Vou então contar-vos a minha bonita viagem ao mundo da deficiência

Felizmente (sim, felizmente!) estou rodeada de incríveis seres humanos com deficiência há quase dez anos. E é caso para dizer que de há dez anos para cá a minha perceção do mundo, da vida, e dos seres humanos com deficiência em particular mudou radicalmente.

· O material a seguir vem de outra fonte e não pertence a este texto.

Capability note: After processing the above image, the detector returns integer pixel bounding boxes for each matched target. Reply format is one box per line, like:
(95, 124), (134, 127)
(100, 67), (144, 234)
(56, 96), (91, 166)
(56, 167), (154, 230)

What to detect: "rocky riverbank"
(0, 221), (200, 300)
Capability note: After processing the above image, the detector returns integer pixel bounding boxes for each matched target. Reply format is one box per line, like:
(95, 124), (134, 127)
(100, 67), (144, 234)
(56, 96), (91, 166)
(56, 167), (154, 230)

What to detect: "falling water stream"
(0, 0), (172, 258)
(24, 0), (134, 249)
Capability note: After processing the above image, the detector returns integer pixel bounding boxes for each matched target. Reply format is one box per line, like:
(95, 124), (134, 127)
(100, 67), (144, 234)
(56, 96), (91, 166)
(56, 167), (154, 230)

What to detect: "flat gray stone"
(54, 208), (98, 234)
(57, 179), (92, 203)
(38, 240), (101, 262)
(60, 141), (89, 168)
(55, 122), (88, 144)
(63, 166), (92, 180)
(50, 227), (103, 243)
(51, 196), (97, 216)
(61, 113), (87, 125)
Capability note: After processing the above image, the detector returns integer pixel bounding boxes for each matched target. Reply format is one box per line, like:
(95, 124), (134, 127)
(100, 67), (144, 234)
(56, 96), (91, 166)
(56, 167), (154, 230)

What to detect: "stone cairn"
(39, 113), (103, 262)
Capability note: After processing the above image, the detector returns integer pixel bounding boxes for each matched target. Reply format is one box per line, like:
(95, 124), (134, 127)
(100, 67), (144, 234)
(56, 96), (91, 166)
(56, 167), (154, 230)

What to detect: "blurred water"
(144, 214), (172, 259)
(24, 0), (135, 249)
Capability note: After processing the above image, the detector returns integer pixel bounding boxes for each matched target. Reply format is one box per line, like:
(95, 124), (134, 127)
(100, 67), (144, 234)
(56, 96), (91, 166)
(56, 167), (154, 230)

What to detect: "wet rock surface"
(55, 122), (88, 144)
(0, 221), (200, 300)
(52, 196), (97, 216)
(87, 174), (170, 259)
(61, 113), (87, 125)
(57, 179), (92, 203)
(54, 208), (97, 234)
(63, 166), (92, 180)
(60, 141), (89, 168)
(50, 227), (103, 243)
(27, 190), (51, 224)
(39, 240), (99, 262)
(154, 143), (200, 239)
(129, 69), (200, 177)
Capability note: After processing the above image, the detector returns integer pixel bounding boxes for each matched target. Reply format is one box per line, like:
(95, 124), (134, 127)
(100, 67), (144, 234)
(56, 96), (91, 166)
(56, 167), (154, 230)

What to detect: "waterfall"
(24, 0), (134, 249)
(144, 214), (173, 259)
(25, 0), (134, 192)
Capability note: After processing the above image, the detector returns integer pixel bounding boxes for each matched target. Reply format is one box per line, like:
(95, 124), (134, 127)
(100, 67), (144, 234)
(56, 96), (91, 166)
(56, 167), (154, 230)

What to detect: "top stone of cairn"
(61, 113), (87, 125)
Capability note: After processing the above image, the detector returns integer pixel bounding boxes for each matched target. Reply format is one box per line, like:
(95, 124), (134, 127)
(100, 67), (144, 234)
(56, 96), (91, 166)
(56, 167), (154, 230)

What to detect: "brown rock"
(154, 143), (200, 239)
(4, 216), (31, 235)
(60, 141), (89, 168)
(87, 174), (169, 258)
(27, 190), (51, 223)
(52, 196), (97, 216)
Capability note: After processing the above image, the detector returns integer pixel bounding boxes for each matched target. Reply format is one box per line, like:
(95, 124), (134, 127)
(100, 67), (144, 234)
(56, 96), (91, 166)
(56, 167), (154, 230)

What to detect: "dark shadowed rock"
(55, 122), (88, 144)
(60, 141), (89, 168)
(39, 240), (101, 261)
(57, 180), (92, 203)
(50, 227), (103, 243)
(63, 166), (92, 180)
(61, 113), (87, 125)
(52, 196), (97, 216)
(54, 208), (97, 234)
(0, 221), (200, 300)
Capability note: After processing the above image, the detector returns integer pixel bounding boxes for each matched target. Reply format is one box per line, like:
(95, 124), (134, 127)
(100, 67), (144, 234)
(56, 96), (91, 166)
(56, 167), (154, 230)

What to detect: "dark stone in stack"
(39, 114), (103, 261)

Num curto espaço temporal percebi que poucas pessoas me farão sentir tão bem ao pé delas quanto estes amores. Porque é realmente de amor que vos falo. Um amor muito difícil de encontrar naqueles que habitualmente nos rodeiam. Um amor que normalmente se faz acompanhar de um olhar puro e despido de todas aquelas coisas menos boas que vamos acumulando na nossa personalidade ao longo da vida. Imaginem a melhor versão de vocês mesmos, eles são assim.

 

Tenho uma enorme satisfação e um orgulho muitas vezes difícil de explicar em poder mudar a vida de muitos deles. Porque se em relação à personalidade de cada muito de maravilhoso tinha para vos contar, já em relação à condição física, infelizmente a genética não lhes é nada ”amiga”. No caso dos meninos com síndrome de down por exemplo, são muitas as complicação diagnosticadas logo à nascença e outras tantas complicação que vão surgindo ao longo da vida que exigem um acompanhamento de perto para que sejam amenizadas ou pelo menos controladas.

 

É com muito prazer que sou nutricionita já há alguns anos na AIREV, associação em Vizela de miúdos e graúdos com deficiência, e claro que não é fácil, tenho pela frente dos maiores desafios enquanto profissional. A ”doutora da comida”, como muitas vezes me chamam, tem que regrar, dizer não, e muitas vezes ser dura com aqueles maravilhosos olhinhos postos em mim. Sabiam que, por exemplo, muitos dos meninos da AIREV tem níveis praticamente inexistente de leptina no organismo? E, surpresa das surpresas para muitos de vocês, é a leptina que informa a nosso cérebro, quanto estamos a comer, que estamos saciados.

 

Ora agora façam o exercício, sem leptina o cérebro não recebe a informação, logo o apetite é infindável. E explicar tudo isto aos meus amores? Bem, certamente agora já entenderão melhor aquelas barriguinhas. Esta é apenas uma das razões claro, a compensação por parte dos familiares, o sedentarismo, a hipotonia, entre outras tantas coisas que deixam marcas nos seus corpos inevitavelmente. Na próxima semana publicarei na minha conta do facebook um programa de rádio onde tive a oportunidade de falar sobre este assunto em detalhe e aí perceberam melhor este enorme desafio.

 

O que descrevi no parágrafo acima é apenas um dos muitos desafios que tenho pela frente nos meus dias para tornar a vida destes meninos bem mais saudável e sobretudo duradoura. Confesso-vos que na AIREV cresci muito enquanto profissional, mas, honestamente, cresci essencialmente enquanto pessoa. Creio que a convivência com eles me aproximou daquilo que desejo vir um dia a ser, mais tolerante, menos exigente, e com uma visão de gratidão sobre as mais pequenas coisas.

 

Nem sempre é fácil lidar com a deficiência, e em termos nutricionais, com o leque gigante de problemas que podem acarretar, tudo se torna numa árdua missão, mas é muito gratificante perceber o quanto o meu trabalho é capaz de ajudar, simplificar, e ter um grande impacto na saúde destes maravilhosos seres humanos.

 

Senti necessidade de vos contar tudo isto, porque gostava de partilhar mais convosco o quão vos pode preencher trabalhar numa instituição como a AIREV, com um projeto todo ele desenvolvido em torno a melhoria da qualidade de vida dos seus meninos, como carinhosamente os tratamos. Em breve partilharei convosco mais histórias, fiquem atentos :).